Group concerned by draft Govt water plan

Waiau River at Rainbow Reach. Photo Supplied
Waiau River at Rainbow Reach. Photo Supplied
A Southland mother says her two children may never be able to swim in the Waiau River if the Government's draft National Policy Statement on Freshwater Management (NPSFM) is approved.

Waiau Rivercare Group member Clare Jordan said Meridian's Manapouri power station has not been included in the freshwater management plan.

She said as opposed to most hydro-schemes in the country, Meridian did not return the water to the Waiau River after generating power, but instead discharges it into Fiordland's Doubtful Sound.

"The Manapouri power scheme discharges some 500 cumecs from the Waiau into Deep Cove. This is up to 95% of the Waiau River's flow and accounts for half of New Zealand's total freshwater use."

She said the group has been battling with Meridian through the Environment Court for the past two years to have the ecological health of the Waiau River given due consideration.

The environmental impacts on the river are massive, and the draft NPSFM puts even the minimum flows the Waiau River currently has at risk, she said.

"The community is now expected to shoulder the burden of mitigating the impact of the power scheme as best they can with just 5% of the river's original flow. That burden will fall on everyone in the catchment except Meridian."

The Ministry for the Environment held two public meetings about the proposed plan this week in Invercargill and Winton. Members of the Rivercare group attended to raise awareness of and talk to officials about the issue.

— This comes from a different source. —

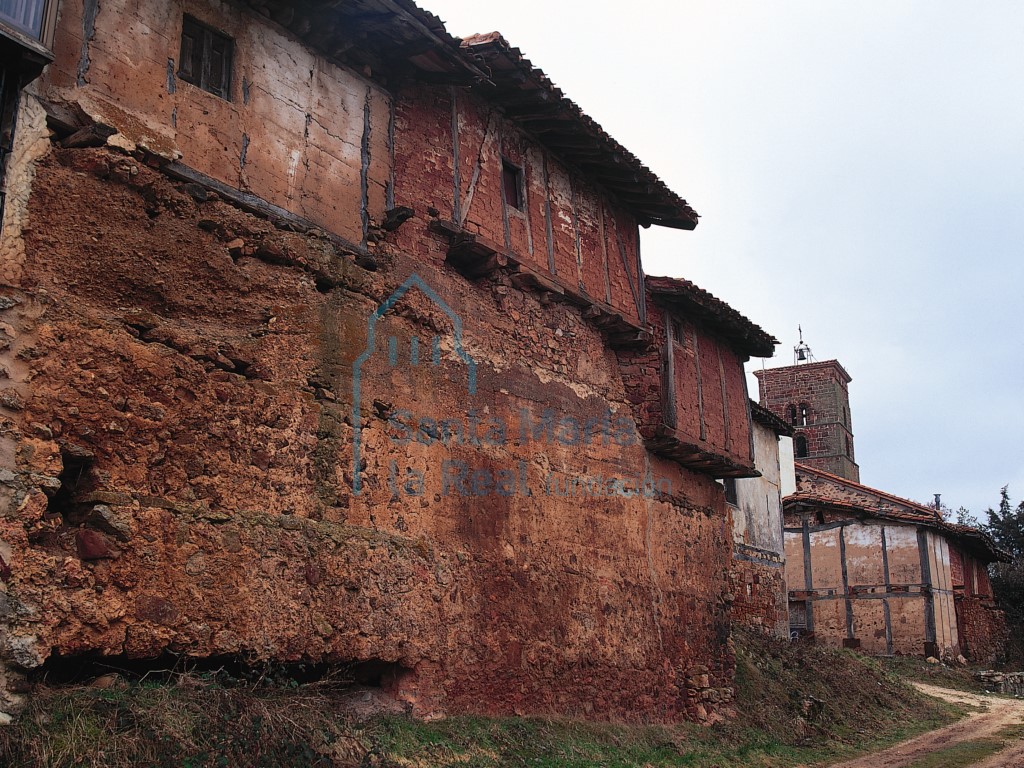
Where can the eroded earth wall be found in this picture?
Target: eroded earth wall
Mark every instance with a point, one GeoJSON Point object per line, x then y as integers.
{"type": "Point", "coordinates": [179, 421]}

Ministry for the Environment water director Martin Workman said he was aware of the issues, and he appreciated the group's passion.

He said the MftE's advisory group also did not agree with the relevant parts of the draft.

"These are proposals that we are consulting on, and Ministry wants this [sort of] feedback to have all the information possible to be able to make their final decision ... We just want to make sure people know that the Ministry is listening."

A Meridian spokeswoman said the company was reviewing the Government's proposed Action Plan for Healthy Waterways.

She said Meridian supported the objective of improving waterway health, focusing on the priority issues.

"Hydro generation provides the majority of New Zealand's electricity ... Meridian adheres to all of our consent requirements and we take our obligations as a responsible generator very seriously."

Mrs Jordan said the community was committed to making positive change for the health to the river, but "we cannot do it alone."

"Our vision is a future where ecological health and hydro-generation co-exist in our catchment, but we can't achieve that if the rules don't apply to Meridian."

Turnout at the meetings was larger than expected, so another event will be promoted in the next few weeks.

Public submissions on the National Policy Statement closes on October 17.